Il sourit, apercevant au doigt de Vira cette bague qui ne l'avait pas quittée depuis hier. Elle était ici avec lui, et ce n'était pas son imagination qui lui jouait des tours. Il se releva légèrement et la contempla un moment, jusqu'à ce qu'elle ouvrit doucement les yeux.
— Depuis combien de temps tu me regardes ? Le questionna-t-elle, déboussolée.
— Je ne saurais pas compter.
— Depuis longtemps ?
— Peut-être bien ? Allez ma belle, nous avons une bonne journée devant nous.
— Oh oui, pas de cours encore aujourd'hui ! s'exclama-t-elle, réjouie.
— Non ! Donc il est temps de s'habiller, conclut-il en lui déposant un baiser sur la joue.
Les amoureux se préparèrent puis sortirent de leur immeuble, situé non loin de la station de la Grande Boucle et de la ruelle où ils aimaient s'asseoir. Les deux y avaient chacun leur appartement depuis leur enfance : Guylt sourit en se remémorant leurs jeux dans les couloirs, leurs plaisanteries, et les réprimandes de sa mère lorsqu'il rentrait les vêtements froissés.

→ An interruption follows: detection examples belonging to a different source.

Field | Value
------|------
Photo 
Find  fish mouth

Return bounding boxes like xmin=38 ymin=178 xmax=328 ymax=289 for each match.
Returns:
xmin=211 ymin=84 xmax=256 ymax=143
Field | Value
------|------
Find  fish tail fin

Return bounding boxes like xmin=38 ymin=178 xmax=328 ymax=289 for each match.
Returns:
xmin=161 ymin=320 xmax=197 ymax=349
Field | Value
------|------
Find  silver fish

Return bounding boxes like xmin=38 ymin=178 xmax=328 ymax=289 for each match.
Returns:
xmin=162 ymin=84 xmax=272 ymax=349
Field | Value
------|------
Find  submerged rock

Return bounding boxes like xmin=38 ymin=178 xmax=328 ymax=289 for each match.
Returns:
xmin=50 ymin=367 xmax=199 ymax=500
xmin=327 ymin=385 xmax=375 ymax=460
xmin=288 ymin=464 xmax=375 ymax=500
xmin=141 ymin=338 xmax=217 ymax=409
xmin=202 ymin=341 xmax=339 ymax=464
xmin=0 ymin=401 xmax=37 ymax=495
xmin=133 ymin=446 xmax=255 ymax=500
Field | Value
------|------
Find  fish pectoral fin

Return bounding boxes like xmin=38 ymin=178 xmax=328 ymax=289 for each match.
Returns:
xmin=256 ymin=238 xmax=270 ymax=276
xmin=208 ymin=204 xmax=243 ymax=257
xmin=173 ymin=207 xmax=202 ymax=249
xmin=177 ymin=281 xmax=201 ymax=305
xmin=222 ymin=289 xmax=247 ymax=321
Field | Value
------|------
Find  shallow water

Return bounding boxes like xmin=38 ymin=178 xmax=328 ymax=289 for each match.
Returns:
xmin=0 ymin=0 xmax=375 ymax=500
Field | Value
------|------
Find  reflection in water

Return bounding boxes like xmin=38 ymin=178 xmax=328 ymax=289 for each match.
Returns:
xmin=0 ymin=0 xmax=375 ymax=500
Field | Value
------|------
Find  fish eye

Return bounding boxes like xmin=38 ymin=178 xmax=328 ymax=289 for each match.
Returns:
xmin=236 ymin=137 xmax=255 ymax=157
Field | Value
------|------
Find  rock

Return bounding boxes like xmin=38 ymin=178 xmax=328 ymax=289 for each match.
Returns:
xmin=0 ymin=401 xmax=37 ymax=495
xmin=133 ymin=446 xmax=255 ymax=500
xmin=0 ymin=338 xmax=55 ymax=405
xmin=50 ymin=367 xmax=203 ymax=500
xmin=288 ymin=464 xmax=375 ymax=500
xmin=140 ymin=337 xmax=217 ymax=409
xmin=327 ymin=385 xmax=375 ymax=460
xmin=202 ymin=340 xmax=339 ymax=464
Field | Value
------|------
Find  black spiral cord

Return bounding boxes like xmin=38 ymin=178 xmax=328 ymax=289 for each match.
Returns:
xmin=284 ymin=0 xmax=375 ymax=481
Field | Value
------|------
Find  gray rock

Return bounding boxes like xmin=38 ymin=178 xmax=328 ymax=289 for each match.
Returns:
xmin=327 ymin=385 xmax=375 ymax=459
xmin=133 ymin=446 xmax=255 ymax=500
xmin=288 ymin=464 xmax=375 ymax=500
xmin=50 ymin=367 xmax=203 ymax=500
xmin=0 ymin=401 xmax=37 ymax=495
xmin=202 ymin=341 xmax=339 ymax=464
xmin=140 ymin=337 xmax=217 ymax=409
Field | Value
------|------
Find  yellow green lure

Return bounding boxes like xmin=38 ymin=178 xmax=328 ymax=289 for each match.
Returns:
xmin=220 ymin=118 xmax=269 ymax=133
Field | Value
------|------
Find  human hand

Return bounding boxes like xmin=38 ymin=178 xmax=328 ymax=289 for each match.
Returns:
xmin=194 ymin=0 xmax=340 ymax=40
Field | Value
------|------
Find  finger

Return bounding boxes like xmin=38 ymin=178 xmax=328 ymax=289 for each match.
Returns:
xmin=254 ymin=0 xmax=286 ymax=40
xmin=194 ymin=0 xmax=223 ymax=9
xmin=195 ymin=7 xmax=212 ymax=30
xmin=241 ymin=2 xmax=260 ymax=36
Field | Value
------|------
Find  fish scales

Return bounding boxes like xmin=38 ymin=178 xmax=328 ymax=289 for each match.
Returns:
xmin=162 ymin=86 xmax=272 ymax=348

Il faisait bon à Vendecentre, et la cloche sonnait déjà midi. Le centre-ville était dès lors en effervescence : les restaurants ouvraient leurs portes, et de nombreux passants faisaient la queue devant des guichets de nourriture rapide.
— Bon, j'imagine que c'est l'heure de déjeuner ! Se réjouit Vira.
— Mais ce n'est pas l'heure d'une glace, rit-il.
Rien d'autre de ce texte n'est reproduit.